After the invasion of Nazi-Germany on 10 May 1940 and the German-French Armistice of 22 June 1940, Marseille became part of the non-occupied French zone under the control of the Vichy regime. Although the Eskenazi family initially continued as before the war, their lives became more and more restrained after the Germans occupied the city in November 1942. The Eskenazis had to register as Jewish and the family wore the yellow star. Samson insisted that his family should obey these decrees although Sauveur and his mother tried to change his mind. When Esther Veissid then insisted that Samson should try to obtain visa to flee to Palestine he declined her request.
At the end of 1942, all Jewish families living in the houses with pare numbers at Rue Nationale were arrested. Although they themselves were spared that night, living in a house with an odd number, the Eskenazi family was arrested during the large raid organized in the old city centre from 22 to 24 January 1943. On the evening of 22 January, Sauveur noticed large groups of French policemen in the neighbourhood. At midnight, while listening to radio London, the police knocked on the door and arrested the whole family.
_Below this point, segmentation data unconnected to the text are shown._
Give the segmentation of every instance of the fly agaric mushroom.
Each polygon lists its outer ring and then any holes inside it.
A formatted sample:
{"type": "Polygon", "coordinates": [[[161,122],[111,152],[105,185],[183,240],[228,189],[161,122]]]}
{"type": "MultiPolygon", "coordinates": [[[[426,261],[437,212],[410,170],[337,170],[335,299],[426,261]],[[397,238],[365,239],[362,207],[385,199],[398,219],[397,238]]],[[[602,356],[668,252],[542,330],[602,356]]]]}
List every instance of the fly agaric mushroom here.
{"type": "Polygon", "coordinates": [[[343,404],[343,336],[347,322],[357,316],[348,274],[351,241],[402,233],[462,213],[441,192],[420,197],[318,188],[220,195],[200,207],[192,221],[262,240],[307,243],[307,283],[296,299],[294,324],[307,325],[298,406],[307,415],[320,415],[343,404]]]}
They were detained for one night in a cell at the local prison and were sent by train to the Royallieu camp near Compiègne the next morning. There, the men were separated from the women. Sauveur, his brother and father were only able to communicate with his mother and sister from a distance, separated by a fence. Although Sauveur had the chance to escape from Royallieu he decided not to do it since he would be all alone and he didn’t want to leave his family. After six months, the family was taken to Drancy where they only stayed for a few days. The Eskenazi family was placed in Transport 59 and then deported to Auschwitz-Birkenau on 2 September 1943.
Upon arrival, Sauveur was the only family member selected for forced labour. His parents and siblings were sent to the gas chamber immediately, Samson Eskenazi limping due to an old work injury. The number 545856 was tattooed on Sauveur’s arm and he was completely shaven. He passed through quarantine and was then put to work. Sauveur suffered from malnutrition and entered the prisoner infirmary. One of the doctors who was also French ordered him out of the sick barrack before a selection which saved Sauveur’s life. From Auschwitz he was sent to Warsaw where he had to recuperate bricks from destroyed buildings which were sent to Germany to rebuild houses there. From Warsaw, Sauveur was sent to other work camps including Dachau. He was there from 6 August 1944 until 7 January 1945 when he was sent to Flossenburg. Sauveur Eskenazi was liberated at Plzeň (Pilsen) on 6 May 1945 by the Soviet army and was repatriated to Lyon. L’Oeuvre de Secours aux Enfants took care of him for a year after which he found a job and married. He and his wife then migrated to Belgium and had a daughter. Sauveur has grandchildren and great-grandchildren.
- On 19 December 2018 Sauveur Eskenazi allowed the staff of Kazerne Dossin to interview him. It was the first time he ever told his story to non-family members.